Details: https://github.com/rust-lang/rust/issues/102754

The MachO format uses 2 bits to encode these personality funtions, with 0 reserved for "no-personality".
This means we can only have up to 3 personality. There are already three popular personalities: gxx_personality_v0, gcc_personality_v0, and __objc_personality_v0.
As a result, any system that needs custom-personality will run into a problem (case in point : Rust).

This patch implemented jyknight's proposal to simply force DWARFs for all non-canonical personality functions , ie., __gxx_personality_v0 and __objc_personality_v0 (intentionally left out __gcc_personality_v0 since it's rarely used anyway - there is no point in reserving a spot for it.)

Additionally, added a flag to let users request emitting compact-unwind for non-canonical personality functions if they know it'd be OK for their builds (We have one "free" slot left).

Diff Detail

Event Timeline

There are a very large number of changes, so older changes are hidden. Show Older Changes
oontvoo marked 2 inline comments as done.Apr 26 2023, 1:29 PM

new change:

  • updated tests to set the flag that emits compact-unwind for non-canonical to preserve old testings
  • added new tests that does NOT emit compact-unwind for non-canonical
oontvoo updated this revision to Diff 517681.Apr 27 2023, 12:30 PM

fix build warnings (struct vs class in forward decl)
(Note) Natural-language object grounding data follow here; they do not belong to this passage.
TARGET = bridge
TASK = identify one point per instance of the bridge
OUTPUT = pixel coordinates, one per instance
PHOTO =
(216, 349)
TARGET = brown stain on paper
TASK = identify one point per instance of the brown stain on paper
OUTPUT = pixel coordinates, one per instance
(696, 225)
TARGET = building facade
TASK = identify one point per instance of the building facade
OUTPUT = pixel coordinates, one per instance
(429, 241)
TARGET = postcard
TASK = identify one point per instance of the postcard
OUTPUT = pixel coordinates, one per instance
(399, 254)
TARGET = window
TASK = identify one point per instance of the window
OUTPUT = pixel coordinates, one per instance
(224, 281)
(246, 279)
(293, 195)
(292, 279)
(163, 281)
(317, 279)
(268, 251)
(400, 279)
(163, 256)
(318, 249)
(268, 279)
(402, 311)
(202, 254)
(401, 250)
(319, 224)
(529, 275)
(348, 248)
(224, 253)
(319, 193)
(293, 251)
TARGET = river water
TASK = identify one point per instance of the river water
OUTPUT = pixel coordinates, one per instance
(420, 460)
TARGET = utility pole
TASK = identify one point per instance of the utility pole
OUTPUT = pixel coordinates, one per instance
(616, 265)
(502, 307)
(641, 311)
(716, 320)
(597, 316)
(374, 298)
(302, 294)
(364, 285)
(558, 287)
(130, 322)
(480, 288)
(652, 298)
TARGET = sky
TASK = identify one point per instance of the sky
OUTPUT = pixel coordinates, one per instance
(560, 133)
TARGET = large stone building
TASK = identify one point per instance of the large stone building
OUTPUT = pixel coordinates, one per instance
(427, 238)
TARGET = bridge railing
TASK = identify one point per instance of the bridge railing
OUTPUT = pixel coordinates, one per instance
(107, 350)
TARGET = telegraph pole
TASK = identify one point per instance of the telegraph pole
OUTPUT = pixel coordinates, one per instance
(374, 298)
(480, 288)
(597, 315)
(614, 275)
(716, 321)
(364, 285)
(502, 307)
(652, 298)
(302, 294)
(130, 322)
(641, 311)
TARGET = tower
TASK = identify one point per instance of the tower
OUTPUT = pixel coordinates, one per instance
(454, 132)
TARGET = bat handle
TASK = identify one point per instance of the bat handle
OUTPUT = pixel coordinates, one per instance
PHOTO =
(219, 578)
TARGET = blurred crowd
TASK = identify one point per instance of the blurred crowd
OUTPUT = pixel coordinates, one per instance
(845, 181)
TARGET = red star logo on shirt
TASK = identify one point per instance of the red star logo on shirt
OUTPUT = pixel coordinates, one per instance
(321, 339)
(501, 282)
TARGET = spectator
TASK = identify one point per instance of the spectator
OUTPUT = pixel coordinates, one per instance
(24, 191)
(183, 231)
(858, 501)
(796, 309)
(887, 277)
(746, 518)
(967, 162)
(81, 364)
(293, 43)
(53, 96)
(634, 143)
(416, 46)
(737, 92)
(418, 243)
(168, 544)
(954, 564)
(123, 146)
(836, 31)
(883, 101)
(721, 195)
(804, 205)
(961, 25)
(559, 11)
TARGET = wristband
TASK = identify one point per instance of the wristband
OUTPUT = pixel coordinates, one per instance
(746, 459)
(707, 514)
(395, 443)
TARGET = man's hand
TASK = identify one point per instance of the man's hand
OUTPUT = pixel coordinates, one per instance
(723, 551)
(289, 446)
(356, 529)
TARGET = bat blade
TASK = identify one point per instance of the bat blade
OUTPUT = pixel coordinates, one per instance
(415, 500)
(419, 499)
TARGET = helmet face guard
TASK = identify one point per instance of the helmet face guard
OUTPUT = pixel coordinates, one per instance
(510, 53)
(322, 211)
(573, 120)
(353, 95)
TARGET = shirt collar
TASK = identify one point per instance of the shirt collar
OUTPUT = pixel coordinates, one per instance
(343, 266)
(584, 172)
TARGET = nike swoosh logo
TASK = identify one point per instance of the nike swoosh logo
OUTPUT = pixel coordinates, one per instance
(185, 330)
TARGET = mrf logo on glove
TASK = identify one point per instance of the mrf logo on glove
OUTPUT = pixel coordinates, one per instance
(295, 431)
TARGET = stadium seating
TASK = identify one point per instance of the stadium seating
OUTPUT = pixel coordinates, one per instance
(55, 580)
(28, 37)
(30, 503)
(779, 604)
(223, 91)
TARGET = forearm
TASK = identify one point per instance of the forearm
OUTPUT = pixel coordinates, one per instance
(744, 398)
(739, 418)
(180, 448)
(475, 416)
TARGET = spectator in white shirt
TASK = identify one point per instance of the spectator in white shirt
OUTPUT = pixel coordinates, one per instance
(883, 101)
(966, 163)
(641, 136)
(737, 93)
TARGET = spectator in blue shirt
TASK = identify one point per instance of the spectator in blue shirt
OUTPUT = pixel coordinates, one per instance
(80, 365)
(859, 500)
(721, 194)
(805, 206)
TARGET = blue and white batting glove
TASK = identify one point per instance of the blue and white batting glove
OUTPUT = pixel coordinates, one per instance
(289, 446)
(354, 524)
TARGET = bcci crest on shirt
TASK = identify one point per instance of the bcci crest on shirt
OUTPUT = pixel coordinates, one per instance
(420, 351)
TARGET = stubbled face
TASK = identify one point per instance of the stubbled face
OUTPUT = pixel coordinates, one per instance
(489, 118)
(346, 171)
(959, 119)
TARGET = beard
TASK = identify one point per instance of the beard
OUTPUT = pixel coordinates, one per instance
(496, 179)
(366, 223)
oontvoo updated this revision to Diff 518710.May 2 2023, 7:06 AM

updated clang test

Herald added a project: Restricted Project. · View Herald TranscriptMay 2 2023, 7:06 AM
Herald added a subscriber: cfe-commits. · View Herald Transcript
oontvoo updated this revision to Diff 519216.May 3 2023, 12:47 PM
  • defined equivalent flag in the clang driver

I wonder if we actually need to define a clang frontend flag for this; I suspect nobody will ever want to specify it, since the only non-canonical personality clang will ever generate that changes behavior is the pure-C destructor-only personality, __gnu_personality_v0. Otherwise, it could only arise from assembly or IR.

For a test-case, can just use -mllvm -emit-compact-unwind-non-canonical.

llvm/lib/MC/MCAsmBackend.cpp
119

This could use a comment as to why these two are "canonical" and why "__gcc_personality_v0" is excluded despite being similar.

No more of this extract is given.